At issue was whether or not the defendants were parties to an agreement under which a separate insurer and its insured reached a settlement with the plaintiff that released them from further action brought by the plaintiff.
The Court in its written opinion explained that the issue in Kerry Maggio v. James Parker; the Sandwich Kings LLC (D/B/A Jimmy John’s); Republic-Vanguard Insurance Company; and Metropolitan Property and Casualty Insurance Company, is “whether a settlement which purports to release ‘all other persons, firms, or corporations who are or might be liable’ applies to defendants who were not direct parties to the settlement,” according to the Court’s written opinion.
The Court said it was undisputed that in January 2015, Kerry Maggio was injured when his vehicle was struck by a vehicle driven by James Parker, an employee of Sandwich Kings. Parker’s vehicle was owned by Brenda Parker and insured by Louisiana Farm Bureau.
Maintaining that James Parker was working in service of his employer at the time of the accident, Maggio in June 2015 filed for damages against James Parker; Sandwich Kings; Sandwich King’s auto insurer, Republic-Vanguard; and Maggio’s uninsured motorist insurer, Metropolitan Property and Casualty Insurance Company. He did not name Brenda Parker or Farm Bureau as defendants in the complaint.
Subsequently, in July 2015, Maggio reached a settlement with Brenda Parker and Farm Bureau for the policy limit of $25,000. In exchange, he released Brenda Parker and Farm Bureau from further action in an agreement that states in part that he releases, acquits and forever discharges “the said payor(s), their agents and employees, and all other persons, firms or corporations who are or might be liable, from any and all actions, causes of action, claims, demands, damages, costs, loss of services, loss of consortium, expenses, and compensation on account of or in any way growing out of any and all known and unknown personal injuries and property damage, resulting or to result from an accident that occurred on or about 01/14/2015 …”
After receiving a copy of that release, Sandwich Kings and Republic-Vanguard filed for summary judgment in March 2016, maintaining the claims against them should be dismissed because of the clause in the release exempting “all other persons, firms or corporations who are or might be liable” as a result of Maggio’s accident.
Maggio argued, however, that because Sandwich Kings and Republic-Vanguard were not party to the release settlement, the summary judgment should be denied.
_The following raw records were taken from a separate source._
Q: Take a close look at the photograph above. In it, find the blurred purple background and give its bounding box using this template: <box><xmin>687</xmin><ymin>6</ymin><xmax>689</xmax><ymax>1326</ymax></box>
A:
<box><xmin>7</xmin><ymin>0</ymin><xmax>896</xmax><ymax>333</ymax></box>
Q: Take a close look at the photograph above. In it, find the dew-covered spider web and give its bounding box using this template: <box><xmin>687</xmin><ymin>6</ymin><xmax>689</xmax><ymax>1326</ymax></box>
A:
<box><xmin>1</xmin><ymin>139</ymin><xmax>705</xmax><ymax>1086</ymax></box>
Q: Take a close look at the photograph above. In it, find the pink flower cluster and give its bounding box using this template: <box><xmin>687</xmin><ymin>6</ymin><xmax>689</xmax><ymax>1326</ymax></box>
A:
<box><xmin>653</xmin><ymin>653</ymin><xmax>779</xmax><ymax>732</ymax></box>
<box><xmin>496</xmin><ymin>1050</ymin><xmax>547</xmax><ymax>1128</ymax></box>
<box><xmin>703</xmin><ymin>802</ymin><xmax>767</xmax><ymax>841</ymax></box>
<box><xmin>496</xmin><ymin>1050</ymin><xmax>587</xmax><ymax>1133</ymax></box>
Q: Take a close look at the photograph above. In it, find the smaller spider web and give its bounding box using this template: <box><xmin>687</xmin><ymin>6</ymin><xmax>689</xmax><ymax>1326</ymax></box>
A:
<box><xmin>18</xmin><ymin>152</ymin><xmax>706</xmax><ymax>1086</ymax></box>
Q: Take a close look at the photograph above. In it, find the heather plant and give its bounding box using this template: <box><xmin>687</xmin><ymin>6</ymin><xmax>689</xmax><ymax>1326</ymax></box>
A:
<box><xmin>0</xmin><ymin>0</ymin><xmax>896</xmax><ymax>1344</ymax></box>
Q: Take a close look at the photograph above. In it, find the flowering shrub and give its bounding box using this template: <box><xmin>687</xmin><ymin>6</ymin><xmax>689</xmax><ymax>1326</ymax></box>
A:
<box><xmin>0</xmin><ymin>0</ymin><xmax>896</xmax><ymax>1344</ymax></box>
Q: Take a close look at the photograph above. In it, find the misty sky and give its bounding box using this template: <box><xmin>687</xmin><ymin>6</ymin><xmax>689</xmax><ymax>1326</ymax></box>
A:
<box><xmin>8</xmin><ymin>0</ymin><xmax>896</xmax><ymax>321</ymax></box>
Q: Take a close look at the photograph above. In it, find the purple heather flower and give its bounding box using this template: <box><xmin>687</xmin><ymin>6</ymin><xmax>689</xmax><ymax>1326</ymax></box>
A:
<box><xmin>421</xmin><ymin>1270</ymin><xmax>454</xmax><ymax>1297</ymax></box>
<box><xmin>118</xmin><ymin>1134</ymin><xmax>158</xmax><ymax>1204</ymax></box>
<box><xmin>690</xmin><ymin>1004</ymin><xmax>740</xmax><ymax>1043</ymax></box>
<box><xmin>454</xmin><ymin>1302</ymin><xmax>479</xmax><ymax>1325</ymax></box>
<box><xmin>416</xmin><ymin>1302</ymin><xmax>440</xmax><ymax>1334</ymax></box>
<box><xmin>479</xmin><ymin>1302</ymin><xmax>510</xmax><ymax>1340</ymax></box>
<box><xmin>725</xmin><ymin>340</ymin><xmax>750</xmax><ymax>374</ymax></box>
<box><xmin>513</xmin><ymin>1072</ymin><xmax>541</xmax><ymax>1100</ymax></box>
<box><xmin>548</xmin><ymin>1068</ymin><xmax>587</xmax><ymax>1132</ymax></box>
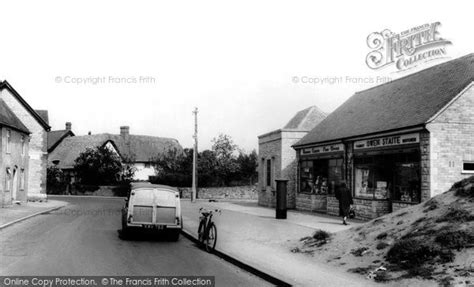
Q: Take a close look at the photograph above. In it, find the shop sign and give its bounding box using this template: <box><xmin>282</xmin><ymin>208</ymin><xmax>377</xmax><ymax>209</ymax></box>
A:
<box><xmin>354</xmin><ymin>134</ymin><xmax>420</xmax><ymax>149</ymax></box>
<box><xmin>301</xmin><ymin>144</ymin><xmax>344</xmax><ymax>154</ymax></box>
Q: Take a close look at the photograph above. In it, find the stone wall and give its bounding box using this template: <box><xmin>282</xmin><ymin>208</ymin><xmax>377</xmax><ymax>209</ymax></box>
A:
<box><xmin>354</xmin><ymin>198</ymin><xmax>391</xmax><ymax>220</ymax></box>
<box><xmin>392</xmin><ymin>201</ymin><xmax>417</xmax><ymax>212</ymax></box>
<box><xmin>178</xmin><ymin>185</ymin><xmax>258</xmax><ymax>200</ymax></box>
<box><xmin>296</xmin><ymin>193</ymin><xmax>327</xmax><ymax>213</ymax></box>
<box><xmin>420</xmin><ymin>132</ymin><xmax>431</xmax><ymax>201</ymax></box>
<box><xmin>258</xmin><ymin>130</ymin><xmax>307</xmax><ymax>209</ymax></box>
<box><xmin>427</xmin><ymin>84</ymin><xmax>474</xmax><ymax>197</ymax></box>
<box><xmin>0</xmin><ymin>89</ymin><xmax>48</xmax><ymax>200</ymax></box>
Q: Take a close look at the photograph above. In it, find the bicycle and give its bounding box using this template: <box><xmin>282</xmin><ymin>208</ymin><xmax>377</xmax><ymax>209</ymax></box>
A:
<box><xmin>198</xmin><ymin>207</ymin><xmax>221</xmax><ymax>252</ymax></box>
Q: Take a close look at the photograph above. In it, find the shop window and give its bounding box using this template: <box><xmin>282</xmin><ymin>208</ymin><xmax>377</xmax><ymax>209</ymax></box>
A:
<box><xmin>300</xmin><ymin>161</ymin><xmax>313</xmax><ymax>193</ymax></box>
<box><xmin>20</xmin><ymin>169</ymin><xmax>25</xmax><ymax>190</ymax></box>
<box><xmin>462</xmin><ymin>161</ymin><xmax>474</xmax><ymax>173</ymax></box>
<box><xmin>300</xmin><ymin>159</ymin><xmax>343</xmax><ymax>194</ymax></box>
<box><xmin>328</xmin><ymin>158</ymin><xmax>344</xmax><ymax>194</ymax></box>
<box><xmin>354</xmin><ymin>152</ymin><xmax>421</xmax><ymax>202</ymax></box>
<box><xmin>393</xmin><ymin>162</ymin><xmax>421</xmax><ymax>202</ymax></box>
<box><xmin>266</xmin><ymin>159</ymin><xmax>272</xmax><ymax>186</ymax></box>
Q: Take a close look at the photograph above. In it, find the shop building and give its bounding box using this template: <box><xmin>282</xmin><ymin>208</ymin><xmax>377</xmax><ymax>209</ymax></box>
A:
<box><xmin>293</xmin><ymin>54</ymin><xmax>474</xmax><ymax>219</ymax></box>
<box><xmin>258</xmin><ymin>106</ymin><xmax>326</xmax><ymax>208</ymax></box>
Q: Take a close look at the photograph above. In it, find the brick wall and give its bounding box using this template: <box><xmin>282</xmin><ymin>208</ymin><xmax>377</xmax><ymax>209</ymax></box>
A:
<box><xmin>0</xmin><ymin>89</ymin><xmax>48</xmax><ymax>200</ymax></box>
<box><xmin>178</xmin><ymin>185</ymin><xmax>258</xmax><ymax>200</ymax></box>
<box><xmin>425</xmin><ymin>85</ymin><xmax>474</xmax><ymax>199</ymax></box>
<box><xmin>296</xmin><ymin>193</ymin><xmax>327</xmax><ymax>212</ymax></box>
<box><xmin>354</xmin><ymin>198</ymin><xmax>391</xmax><ymax>220</ymax></box>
Both the district court and the appeals court agreed.
In the Supreme Court’s opinion, Justice Scott J. Crichton wrote that the majority at the court of appeals after a supervisory review “reasoned that summary judgment was inappropriate because defendants did not meet their burden of proving that the release manifested a clear intention to benefit them as third party beneficiaries.”
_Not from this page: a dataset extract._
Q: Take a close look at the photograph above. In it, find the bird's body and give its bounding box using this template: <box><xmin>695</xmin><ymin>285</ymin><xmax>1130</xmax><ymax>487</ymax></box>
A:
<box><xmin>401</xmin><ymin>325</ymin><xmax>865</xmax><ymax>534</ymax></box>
At least one appeals court judge disagreed with the majority, stating in a dissent that “the language of the release was clear and unambiguous and ‘offers no other conclusion than that the relators had been released from liability.'”
The state’s high court was petitioned to resolve the matter. Among other things, the Court looked at the standards for determining whether a contract provides for a benefit of a third party. The Court noted there are three criteria needed to meet the burden of proof for the third party benefit: “1) the stipulation is ‘manifestly clear’; 2) there is certainty as to the benefit provided the third party; and 3) the benefit is not a ‘mere incident of the contract between the promisor and the promisee.'”
The Court ultimately determined that the lower courts “reached the correct result in denying defendants’ motion for summary judgment insofar as they claim that the Release manifested a clear intention to benefit them as third-party beneficiaries.” The case was remanded for further consideration.
Justices Clark, Guidry and Weimer dissented.